I think I can figure out the question, so here are my answers:
MF and LF lenses are the same as 35mm lenses in terms of focal length. 100mm is 100mm is 100mm.
35mm film grain is the same as MF film grain is the same as LF film grain (with a few exceptions like Tri-X and different bases).
Thus, pretend you take a photo with a 100mm lens at f/8 on a 35mm camera, take a photo with a 100mm lens at f/8 on MF, ie 645, 6x6, 6x7, 6x9, 617, take a photo with a 100mm lens at f/8 on 4x5, take a photo with a 100mm lens at f/8 on 8x10.
Process them identically, cut out a section of film 24x36mm from each of those, enlarge them, and all things being equal they will look identical. Grain the same size, same field-of-view, same tonality because there's the same number of grains in the same area.
But all things are not equal. 35mm film is usually enlarged what, 5-10-20x (20x is 18x28")? And MF film what, 3-10x?
It's hard enough trying to find an 8x10" enlarger, can you imagine (or calculate) how big a 20x enlargement from an 8x10 would be? Most these days would be contact-printed (it's all I can do with my 8x10s), I can't imagine regularly enlarging any of them above 2-3x (3x is 24x30", that's huge).

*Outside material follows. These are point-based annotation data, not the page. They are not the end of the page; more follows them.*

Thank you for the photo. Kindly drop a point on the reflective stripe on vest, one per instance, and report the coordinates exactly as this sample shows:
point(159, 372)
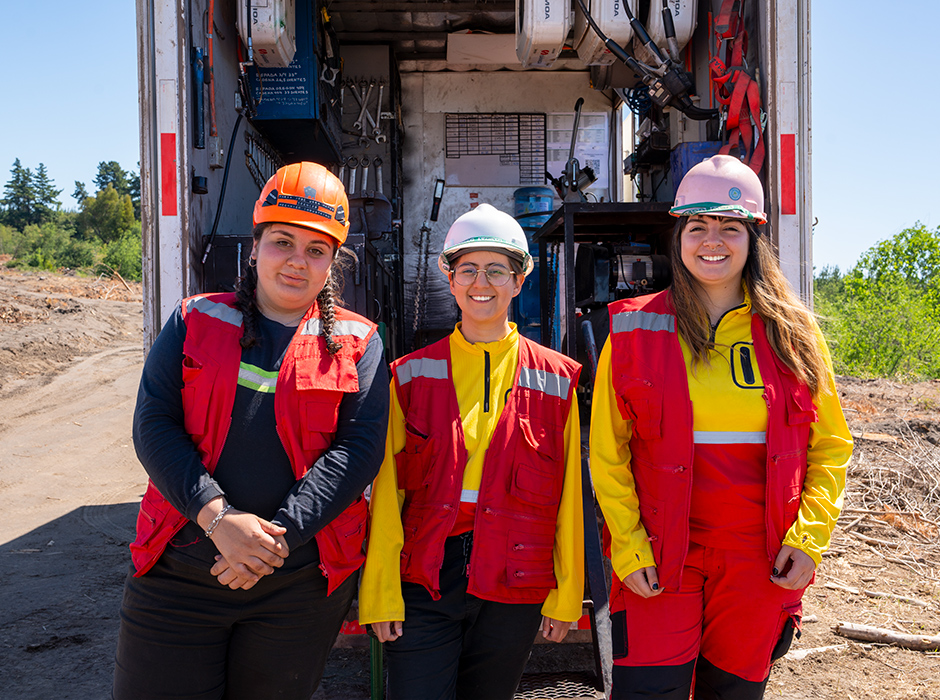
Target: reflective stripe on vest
point(469, 495)
point(421, 367)
point(256, 379)
point(314, 326)
point(643, 321)
point(546, 382)
point(716, 437)
point(222, 312)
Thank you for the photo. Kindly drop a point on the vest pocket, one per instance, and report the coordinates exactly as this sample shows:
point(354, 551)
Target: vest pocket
point(529, 559)
point(800, 407)
point(538, 476)
point(641, 401)
point(198, 377)
point(154, 509)
point(413, 463)
point(320, 417)
point(421, 527)
point(347, 532)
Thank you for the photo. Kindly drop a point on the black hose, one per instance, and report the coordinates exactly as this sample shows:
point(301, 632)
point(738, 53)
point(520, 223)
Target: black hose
point(218, 210)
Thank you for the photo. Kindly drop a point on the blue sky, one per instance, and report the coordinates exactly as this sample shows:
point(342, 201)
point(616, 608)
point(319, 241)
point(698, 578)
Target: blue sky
point(70, 101)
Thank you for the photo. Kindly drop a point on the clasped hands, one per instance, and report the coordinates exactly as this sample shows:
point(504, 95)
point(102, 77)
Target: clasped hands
point(249, 547)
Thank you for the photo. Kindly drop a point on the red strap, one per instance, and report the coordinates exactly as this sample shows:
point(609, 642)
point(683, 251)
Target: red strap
point(728, 17)
point(735, 89)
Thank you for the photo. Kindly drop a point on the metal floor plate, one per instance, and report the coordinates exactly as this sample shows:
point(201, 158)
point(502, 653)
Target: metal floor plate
point(570, 686)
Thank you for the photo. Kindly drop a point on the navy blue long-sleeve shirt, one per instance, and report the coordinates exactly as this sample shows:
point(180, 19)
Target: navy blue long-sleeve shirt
point(254, 471)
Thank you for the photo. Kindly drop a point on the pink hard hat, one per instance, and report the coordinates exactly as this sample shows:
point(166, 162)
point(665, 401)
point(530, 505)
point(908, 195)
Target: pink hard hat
point(721, 186)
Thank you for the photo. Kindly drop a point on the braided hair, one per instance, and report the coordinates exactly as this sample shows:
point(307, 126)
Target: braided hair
point(329, 296)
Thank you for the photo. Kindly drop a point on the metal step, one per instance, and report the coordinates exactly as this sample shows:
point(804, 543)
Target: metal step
point(575, 685)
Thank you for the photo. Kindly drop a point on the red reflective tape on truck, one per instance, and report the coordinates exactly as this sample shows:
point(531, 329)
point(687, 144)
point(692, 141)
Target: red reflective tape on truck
point(168, 174)
point(788, 174)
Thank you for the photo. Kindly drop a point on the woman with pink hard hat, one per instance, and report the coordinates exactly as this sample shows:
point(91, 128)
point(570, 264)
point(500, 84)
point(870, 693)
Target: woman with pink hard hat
point(718, 451)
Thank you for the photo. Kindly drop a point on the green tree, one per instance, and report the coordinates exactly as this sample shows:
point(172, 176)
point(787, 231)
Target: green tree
point(133, 189)
point(913, 255)
point(80, 194)
point(107, 215)
point(19, 198)
point(47, 196)
point(882, 317)
point(111, 173)
point(124, 254)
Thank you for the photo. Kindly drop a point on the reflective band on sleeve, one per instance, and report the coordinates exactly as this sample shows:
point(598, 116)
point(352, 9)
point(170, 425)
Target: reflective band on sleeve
point(704, 437)
point(546, 382)
point(223, 312)
point(421, 367)
point(355, 328)
point(643, 321)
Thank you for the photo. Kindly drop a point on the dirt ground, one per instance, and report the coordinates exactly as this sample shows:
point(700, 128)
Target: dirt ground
point(70, 360)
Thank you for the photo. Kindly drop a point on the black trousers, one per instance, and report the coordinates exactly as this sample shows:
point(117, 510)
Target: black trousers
point(459, 646)
point(185, 636)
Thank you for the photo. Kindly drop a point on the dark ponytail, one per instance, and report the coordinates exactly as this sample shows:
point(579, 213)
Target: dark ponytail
point(245, 302)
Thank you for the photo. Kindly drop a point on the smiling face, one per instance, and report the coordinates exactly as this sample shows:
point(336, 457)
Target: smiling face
point(485, 308)
point(714, 250)
point(293, 265)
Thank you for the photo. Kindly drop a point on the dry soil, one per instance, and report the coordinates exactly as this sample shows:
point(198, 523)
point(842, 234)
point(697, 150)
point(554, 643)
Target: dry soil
point(70, 359)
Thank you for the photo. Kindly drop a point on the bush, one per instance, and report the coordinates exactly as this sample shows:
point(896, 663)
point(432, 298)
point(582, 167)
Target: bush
point(78, 254)
point(882, 318)
point(124, 255)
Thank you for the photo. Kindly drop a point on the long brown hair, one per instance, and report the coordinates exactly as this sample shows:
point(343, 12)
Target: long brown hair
point(791, 327)
point(329, 296)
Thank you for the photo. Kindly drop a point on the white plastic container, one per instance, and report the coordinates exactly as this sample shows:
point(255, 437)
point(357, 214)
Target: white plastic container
point(684, 16)
point(612, 19)
point(541, 29)
point(273, 37)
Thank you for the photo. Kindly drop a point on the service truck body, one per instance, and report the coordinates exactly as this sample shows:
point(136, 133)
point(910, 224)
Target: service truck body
point(431, 74)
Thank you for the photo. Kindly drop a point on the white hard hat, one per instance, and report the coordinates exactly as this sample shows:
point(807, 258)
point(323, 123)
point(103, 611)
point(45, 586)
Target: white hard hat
point(721, 186)
point(485, 228)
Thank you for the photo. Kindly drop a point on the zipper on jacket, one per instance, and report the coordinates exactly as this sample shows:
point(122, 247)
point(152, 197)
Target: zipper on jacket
point(486, 381)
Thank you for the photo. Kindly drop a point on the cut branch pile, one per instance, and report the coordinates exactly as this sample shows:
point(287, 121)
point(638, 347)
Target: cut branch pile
point(892, 503)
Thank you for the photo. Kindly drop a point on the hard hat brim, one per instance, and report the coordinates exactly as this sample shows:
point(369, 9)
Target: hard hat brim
point(444, 261)
point(734, 211)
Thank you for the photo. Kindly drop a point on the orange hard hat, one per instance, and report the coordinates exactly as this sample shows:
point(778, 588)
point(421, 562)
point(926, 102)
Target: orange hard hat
point(305, 194)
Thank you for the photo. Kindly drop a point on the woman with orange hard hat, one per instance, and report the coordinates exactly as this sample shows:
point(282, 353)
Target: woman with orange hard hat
point(259, 420)
point(718, 451)
point(476, 540)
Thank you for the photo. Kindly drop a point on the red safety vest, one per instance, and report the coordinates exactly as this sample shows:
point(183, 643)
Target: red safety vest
point(310, 387)
point(523, 472)
point(649, 379)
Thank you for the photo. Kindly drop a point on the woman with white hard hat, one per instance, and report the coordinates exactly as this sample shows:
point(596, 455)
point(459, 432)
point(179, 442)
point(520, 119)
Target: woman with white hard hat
point(718, 451)
point(477, 537)
point(259, 420)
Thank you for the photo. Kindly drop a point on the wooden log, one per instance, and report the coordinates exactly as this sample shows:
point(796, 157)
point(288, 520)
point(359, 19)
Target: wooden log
point(877, 634)
point(877, 594)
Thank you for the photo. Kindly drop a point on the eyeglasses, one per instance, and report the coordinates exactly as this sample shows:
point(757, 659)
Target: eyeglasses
point(496, 275)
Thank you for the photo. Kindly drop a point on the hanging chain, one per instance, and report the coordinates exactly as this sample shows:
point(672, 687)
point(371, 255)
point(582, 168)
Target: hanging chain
point(553, 292)
point(260, 158)
point(421, 281)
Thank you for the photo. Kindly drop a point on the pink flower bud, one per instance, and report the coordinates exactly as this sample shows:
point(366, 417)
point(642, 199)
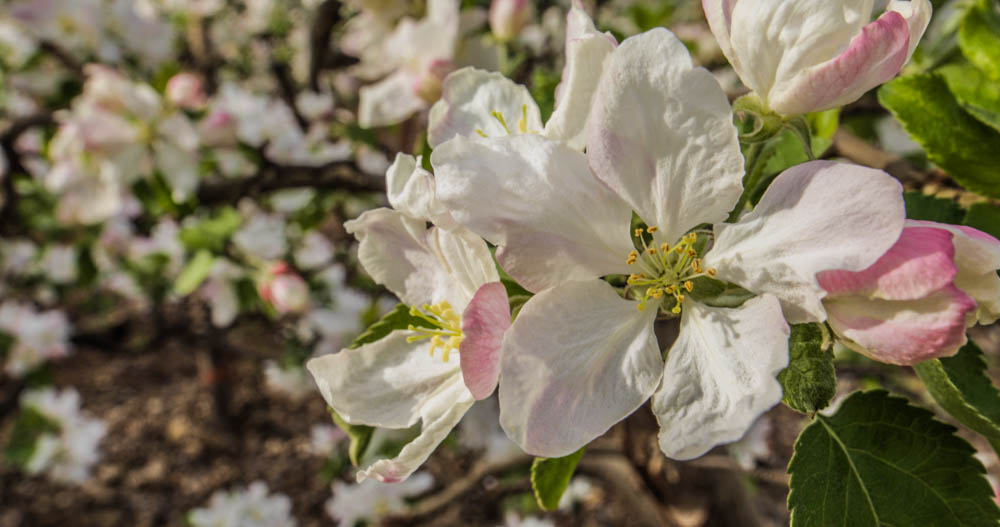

Thus, there's no point in making LF lenses that can resolve as well as 35mm lenses. It's possible, but they would be astronomically expensive and not worth it for 99.5% of LF shooters.
Sharper smaller lenses taking negs that could be enlarged were the whole point of 35mm cameras when Barnack invented them.
Also, not all 35mm lenses are sharper than MF lenses or LF lenses, but there's definitely a trend.
So in a way, yes they will look the same. It's possible that a very sharp 35mm lens will look better than a dog MF lens. And vice-versa.
But in a scientific, theoretical, non-reality sense, get two lenses with the exact same resolving power and yes, they'll look identical.